After a 12 hour day sail in the ocean, Dave and I were elated to get into Charleston Harbor. Our senses became alive with all of the sights, sounds and the distinctive smell of low tide (yum). Alli Oop was dwarfed by massive container ships and barges being pulled by tiny tugs. One hundred foot wooden schooners filled with tourists out for a sunset cruise zig-zagged across our path. We sailed past the beautiful coast line filled with old Southern mansions, live oaks dripping with Spanish moss and tall palm trees lining the streets.
The sun was setting as we made our way to a popular anchorage near the James Island expressway bridge. This anchorage was noted to have poor holding depending on the combination of wind and tides, but we were running out of day light and needed a place to stay for the night. When we finally arrived, it was dark and there were many boats already anchored which made it even more difficult to find a spot for Alli Oop. It took a bit of effort, but we set the anchor and settled in the for the evening. After a long day on the water, we were looking forward to a restful night of sleep.
Around 3am I was woken up by a terrible thumping/ scratching sound near my head. The anchor was doing something funny. I woke up Dave and we both went outside to investigate. We were afraid the anchor might be dragging. The tide had changed and the current was pushing our boat in the opposite direction. We realized we were holding, but the boat was just caught in a strange ebb and flow. We went back to sleep, but woke up often to check our holding.
The following morning, we woke up to a beautiful, clear sky. It looked like a great day to make our way into Charleston to do some sight seeing. All plans were put to a halt when Dave met our friendly neighbor Norman and his wife Jan. We ended up spending the afternoon on their boat, Bandersnatch, and were given a tour that included lots of alcohol. Norman, a retired merchant marine, built his boat from scratch and had been making the trip from Glouster, MA to Jacksonville, FL every year for some time. He was an expert in all things boating so we thought we’d pick his brain.
Our alternator had been giving us trouble as it wasn’t charging our batteries. Norman agreed to stop by the boat the following day and help us troubleshoot. After we left Bandersnatch, we only had an hour or two of daylight left, so we made a quick jaunt to shore in the dinghy to check out the local marina, stretch our legs and find a bite to eat.
That evening as we slept, we were awakened again to the same awful sound. The anchor rode was doing the same dance as it had done the previous night. Our anchor was set, but it was another restless night as Dave and I both frequently woke up to check our holding.
No coffee and a regatta
The cabin was cold as we crawled out of the v-berth the next morning to start our day. A cold front had moved in and although we were farther South, it wasn’t as warm as we had hoped. I quickly made my way over to the stove to make some hot coffee and realized there was no propane coming out of the element for me to light. After the restless night we had, we needed coffee. Why was this happening!?
As we wallowed in our disappointment, we opened our companionway hatch and were greeted by numerous sailboats zooming around us.
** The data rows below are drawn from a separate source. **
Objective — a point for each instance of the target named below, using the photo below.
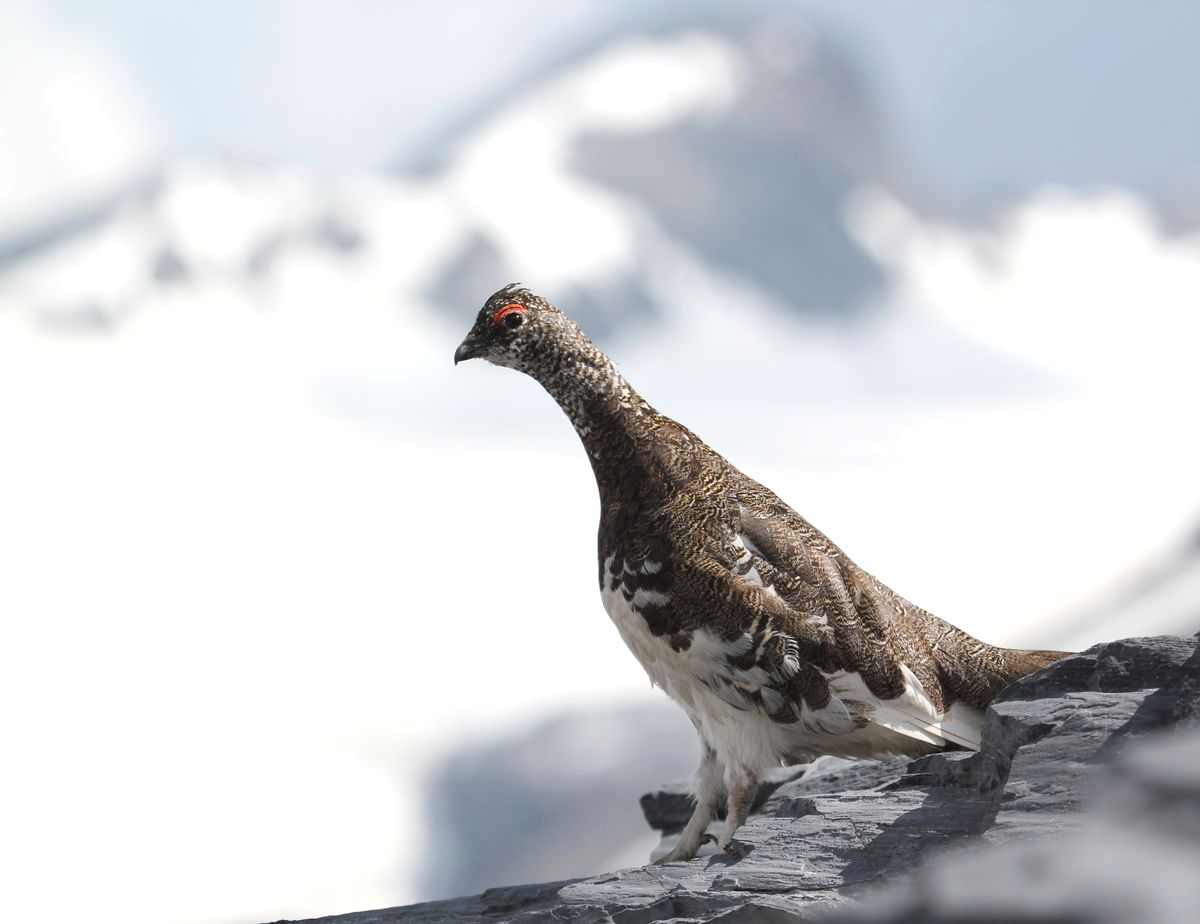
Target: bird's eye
(510, 316)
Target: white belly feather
(748, 738)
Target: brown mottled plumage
(777, 646)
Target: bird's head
(516, 329)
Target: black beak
(467, 349)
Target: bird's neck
(603, 407)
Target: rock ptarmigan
(777, 646)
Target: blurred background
(277, 642)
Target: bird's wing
(822, 642)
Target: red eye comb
(507, 310)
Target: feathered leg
(708, 786)
(742, 793)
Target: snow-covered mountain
(239, 463)
(732, 144)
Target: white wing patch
(912, 713)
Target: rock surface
(1083, 804)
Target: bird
(778, 647)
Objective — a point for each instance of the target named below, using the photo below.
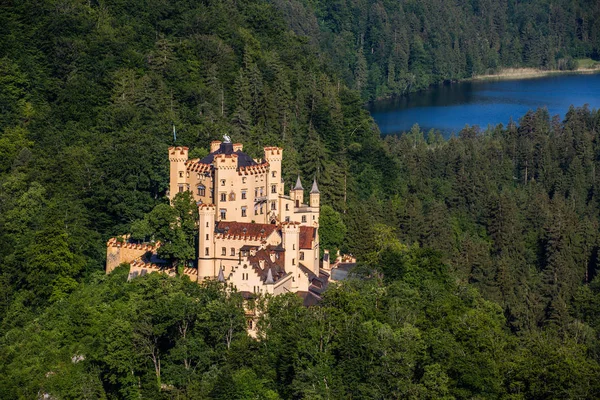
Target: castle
(251, 234)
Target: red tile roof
(237, 229)
(307, 235)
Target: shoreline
(528, 73)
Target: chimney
(214, 145)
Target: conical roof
(315, 188)
(298, 184)
(269, 280)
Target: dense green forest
(479, 261)
(384, 48)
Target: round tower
(297, 193)
(315, 195)
(206, 247)
(291, 241)
(178, 156)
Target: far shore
(526, 73)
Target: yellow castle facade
(251, 233)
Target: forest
(478, 255)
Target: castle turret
(291, 241)
(315, 195)
(273, 155)
(178, 156)
(297, 193)
(214, 145)
(206, 248)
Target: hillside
(479, 254)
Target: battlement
(226, 161)
(178, 153)
(196, 166)
(122, 242)
(254, 169)
(207, 207)
(273, 151)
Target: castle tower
(297, 193)
(177, 170)
(225, 178)
(273, 155)
(206, 248)
(315, 195)
(291, 241)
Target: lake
(449, 107)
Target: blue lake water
(448, 108)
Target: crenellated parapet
(123, 242)
(178, 154)
(196, 166)
(226, 161)
(121, 250)
(262, 168)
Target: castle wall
(118, 252)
A regatta was in full swing and we had front row seats! It wasn’t caffeine, but the surrounding frenzy quickly made us alert. We watched carefully as the sailboats confidently zipped past us (very closely, I might add)!
Norman stopped over in the middle of the chaos to help us troubleshoot our problem alternator and propane. He quickly solved the propane problem – a solenoid was broken (an on/off switch) and moved onto the alternator. Six hours later after some troubleshooting and mishaps (a cabin full of smoke) they discovered that the regulator was the problem.
Night #3 – The worst of them all
A 2:30am wake up call kept us up the rest of the night. A familiar and unwelcome sound was the culprit, but this time it was more extreme. Our anchor rode was wrapped around our keel and every 10 minutes the boat was being catapulted off the rode and then wrapped back around it. After several attempts, we somehow managed to unwrap it, but we couldn’t imagine going back to sleep. Thank goodness we had our propane back because we both needed coffee to make it through the night until the sun rose.
At that point, we were ready to leave Charleston and move on. We were exhausted and couldn’t imagine staying another night, but we hadn’t even seen the city yet! We couldn’t leave! It would only add to our frustration if we didn’t try to go into town. We needed to explore, eat, drink and be merry!
We decided it would be in our best interest to go to a marina the next day. The idea of going into town while leaving the boat to fare in that horrific anchorage was nauseating. By the time we returned, our boat could be floating out to sea or be washed into the surrounding marshes. The only safe bet was a marina.
Thankfully, the Harborage at Ashley Marina had space for us and we were able to get out of that awful anchorage. The dock hands told us why everyone was having troubles- the super moon. It had brought extremely high tides, up to seven feet. Combined with the currents, it was a nightmare for everyone.
We were finally able to spend some time in Charleston, clean up, reprovision and get a good night sleep. It’s a beautiful city filled with history and charm. We weren’t able to visit any museums or take a walking tour (which I was really excited about) but I’m happy we were able to spend a few hours there.
We wanted to love you, Charleston, we really did, but you just wouldn’t let us.